Orthonormal Basis in Minkowski Space

TL;DR

This paper explores the structure of orthonormal bases in Minkowski space within Finsler geometry, analyzing transformations and group actions to understand reference frames in such spaces.

Contribution

It defines orthonormal bases in Minkowski space, examines their transformation properties, and introduces the concepts of motions and quasimotions, contributing to the geometric understanding of Finsler spaces.

Findings

Set of motions forms a not complete group SO(V)

Passive transformations generate a passive representation of SO(V)

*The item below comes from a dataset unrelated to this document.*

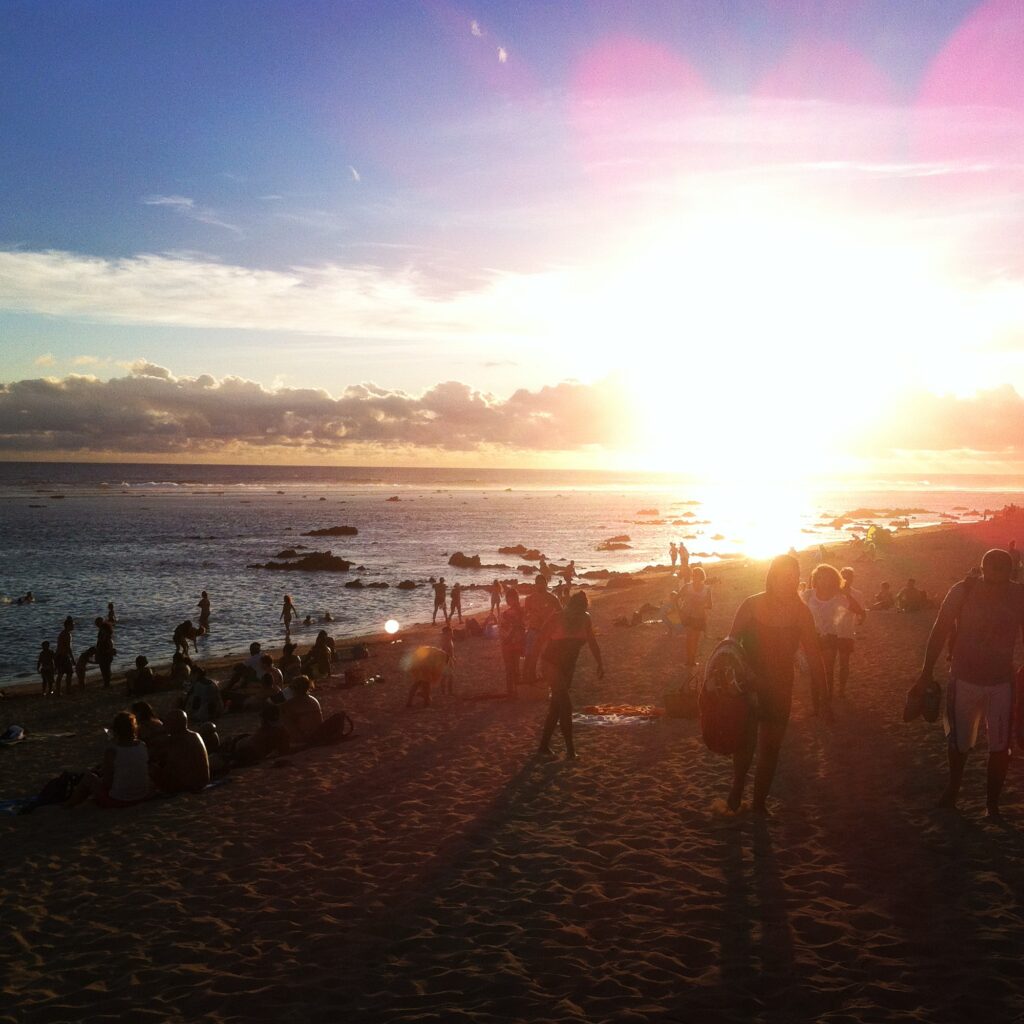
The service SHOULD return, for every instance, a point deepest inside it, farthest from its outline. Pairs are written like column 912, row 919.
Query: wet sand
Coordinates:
column 429, row 868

Active and passive representations are single transitive

Abstract

Finsler space is differentiable manifold for which Minkowski space is the fiber of the tangent bundle. To understand structure of the reference frame in Finsler space, we need to understand the structure of orthonormal basis in Minkowski space. In this paper, we considered the definition of orthonormal basis in Minkowski space, the structure of metric tensor relative to orthonormal basis, procedure of orthogonalization. Linear transformation of Minkowski space mapping at least one orthonormal basis into orthonormal basis is called motion. The set of motions of Minkowski space V generates not complete group SO(V) which acts single transitive on the basis manifold. Passive transformation of Minkowski space mapping at least one orthonormal basis into orthonormal basis is called quasimotion of Minkowski space. The set of passive transformations of Minkowski space generates passive representation of not complete group SO(V) on basis manifold. Since twin representations (active and passive) of not complete group SO(V) on basis manifold are single transitive, then we may consider definition of geometric object.